Page 117 of Lemon Crush

“Everything’s bigger in Texas,” Bernie told him as she dragged a fry through a small ramekin of ranch dressing. “Including the diet pill industry, some of our doctor bills and the male ego.”

“I’ll bite. How is the male ego responsible for my lunch?”

While they continued to discuss meat and men, I tucked into my quesadilla and let my news settle.

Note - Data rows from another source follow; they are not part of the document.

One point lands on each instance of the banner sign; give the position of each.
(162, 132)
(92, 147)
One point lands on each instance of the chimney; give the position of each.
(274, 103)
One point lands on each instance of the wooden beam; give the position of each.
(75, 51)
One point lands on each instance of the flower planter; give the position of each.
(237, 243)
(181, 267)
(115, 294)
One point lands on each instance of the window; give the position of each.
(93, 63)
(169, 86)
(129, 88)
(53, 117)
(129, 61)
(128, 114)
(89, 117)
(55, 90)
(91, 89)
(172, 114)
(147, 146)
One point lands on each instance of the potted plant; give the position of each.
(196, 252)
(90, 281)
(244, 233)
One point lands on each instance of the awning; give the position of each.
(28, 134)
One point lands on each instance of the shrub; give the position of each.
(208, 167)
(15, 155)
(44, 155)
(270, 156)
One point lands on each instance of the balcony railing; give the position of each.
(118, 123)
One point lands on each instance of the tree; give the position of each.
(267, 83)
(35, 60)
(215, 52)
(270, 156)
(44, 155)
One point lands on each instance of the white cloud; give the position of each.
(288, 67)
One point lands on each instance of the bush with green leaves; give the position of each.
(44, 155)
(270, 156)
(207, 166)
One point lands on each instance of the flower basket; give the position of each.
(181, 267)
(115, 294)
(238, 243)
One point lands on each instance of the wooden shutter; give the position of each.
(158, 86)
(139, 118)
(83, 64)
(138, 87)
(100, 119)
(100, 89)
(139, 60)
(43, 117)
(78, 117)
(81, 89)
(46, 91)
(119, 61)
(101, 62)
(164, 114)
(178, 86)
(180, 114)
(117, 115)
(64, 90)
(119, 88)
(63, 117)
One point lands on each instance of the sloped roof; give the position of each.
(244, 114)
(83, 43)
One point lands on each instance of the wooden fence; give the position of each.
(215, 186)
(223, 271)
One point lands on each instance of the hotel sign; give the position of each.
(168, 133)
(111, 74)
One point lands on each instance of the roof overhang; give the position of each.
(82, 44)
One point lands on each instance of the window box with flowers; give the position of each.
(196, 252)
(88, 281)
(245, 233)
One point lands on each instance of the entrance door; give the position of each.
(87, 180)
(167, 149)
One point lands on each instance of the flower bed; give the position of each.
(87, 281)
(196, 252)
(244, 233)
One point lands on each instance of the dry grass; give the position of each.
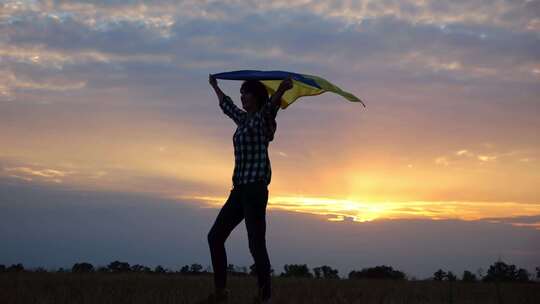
(174, 288)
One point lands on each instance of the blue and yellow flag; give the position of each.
(303, 84)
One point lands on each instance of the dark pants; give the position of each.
(245, 202)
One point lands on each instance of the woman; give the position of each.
(256, 126)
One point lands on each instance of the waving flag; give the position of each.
(303, 84)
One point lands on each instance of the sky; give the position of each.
(113, 146)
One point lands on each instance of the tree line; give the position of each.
(497, 272)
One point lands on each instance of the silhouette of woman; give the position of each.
(256, 125)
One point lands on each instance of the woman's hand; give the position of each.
(212, 80)
(286, 85)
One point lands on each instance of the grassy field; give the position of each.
(175, 288)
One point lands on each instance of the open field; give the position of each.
(175, 288)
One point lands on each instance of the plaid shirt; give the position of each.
(253, 134)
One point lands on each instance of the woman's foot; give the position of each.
(217, 297)
(263, 297)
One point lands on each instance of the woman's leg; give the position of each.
(256, 199)
(229, 217)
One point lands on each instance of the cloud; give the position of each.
(65, 227)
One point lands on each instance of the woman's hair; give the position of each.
(256, 88)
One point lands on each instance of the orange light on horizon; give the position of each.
(342, 209)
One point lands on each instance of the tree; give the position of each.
(502, 272)
(159, 269)
(450, 276)
(140, 268)
(118, 266)
(103, 269)
(468, 276)
(196, 268)
(296, 270)
(377, 272)
(16, 268)
(40, 270)
(82, 268)
(522, 275)
(439, 275)
(184, 269)
(325, 272)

After two and a half years of research and writing and struggling through The Great Block, the last book in the series was finally done, beta read and sent to my agent with Chick’s stamp of approval. There would still be edits, the publisher might decline to offer me a contract again and my readers might have moved on to a more reliable author… But at this moment, none of that mattered.

I’d done the damn thing. Conquered my white whale. Climbed my unscalable mountain. The characters I’d fallen in love with when the series started were finally out of the purgatory I’d placed them in. Their story was finished. And the ending had been satisfying for all, including the author.

That wasn’t the only thing going my way lately.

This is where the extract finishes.